PeachesMcLean · 11/01/2008 20:44

The advantage of subtitles over voiceover is that someone learning the language can compare the two. They also prefer to have Welsh and English side by side in marketing leaflets and things of that nature, for the sake of comparison. TBH as a monoglot I don't find that easy to scan on a bilingual page.

MB was referring to the "welsh not" the practice of putting a board around the neck of a school child who spoke Welsh. Sadly this is one of the main reasons Welsh declined so severely, so the language is still recovering. To say it's not relevant is ignoring the fact that its impact is still very real today.

I don't speak Welsh and probably will never learn but it would be madness not to have a Welsh media, and to acknowledge that in some jobs you do have to be bilingual to do them. As ever you have to judge on a case by case scenario and having worked in a bilingual, state sponsored, organisation for many years, there are very few examples I can point to which were wrong in an every day way.

pointydog · 11/01/2008 20:47

"Also if I said out loud what certain people have typed on here I would be lynched, and rightly too"

Would you really advocate lynching for expressing a strong but possibly misguided point of view?

These sorts of discussions have got to be had and arguments won if the will and the funding are going to continue.

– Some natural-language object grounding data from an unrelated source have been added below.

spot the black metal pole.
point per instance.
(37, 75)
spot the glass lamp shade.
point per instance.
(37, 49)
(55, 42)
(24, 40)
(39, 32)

PeachesMcLean · 11/01/2008 20:51

Ah, I doubt she meant it literally. If we're going to discuss something, we shouldn't pick apart every single word I guess.

policywonk · 11/01/2008 20:52

ah come on pointy, what's wrong with a good hard lynching of a friday eve

'pob ty ping' - ROFL. My microwave is getting rechristened I think.

pointydog · 11/01/2008 20:53

The \BBC's job is not to help people trying to learn Welsh via its news broadcasts.

I know what mb is referring to, I know what happened in Scotland. I feel it is certainly good for people to realise this is what used to happen. I don;t think it has any relevance whatsoever as to how the Welsh language is promotoed (or not) today.

We cannot carry on making legislation today due to the Highland clearances, the suppression of gaelic one hundred years ago, the prejudice against the catholic church in Scotland one hundred years ago etc or due to any other injust practice which no longer happens. imo

pointydog · 11/01/2008 20:54

a good hard lynching of mcevoy... maybe

policywonk · 11/01/2008 20:56
discoverlife · 11/01/2008 20:56

Fourpusone are you by any chance living on Anglesey?

Blandmum · 11/01/2008 20:58

You don't think it has any effect. It is, however, one of the reasons that the Welsh language declined. THe way in which this was done is one of the reasons why people feel strongly about maintaining the Welsh language.

Its effect still resonates

pointydog · 11/01/2008 20:58

har

maybe later. dds still up but dh out.

pointydog · 11/01/2008 21:00

I know the effects still resonate. I just think that highly charged emotionalism does not have a part in justifying why a language should be kept alive at a political/legal level.

Blandmum · 11/01/2008 21:01

One mans emotionalism is anothers family history I suppose.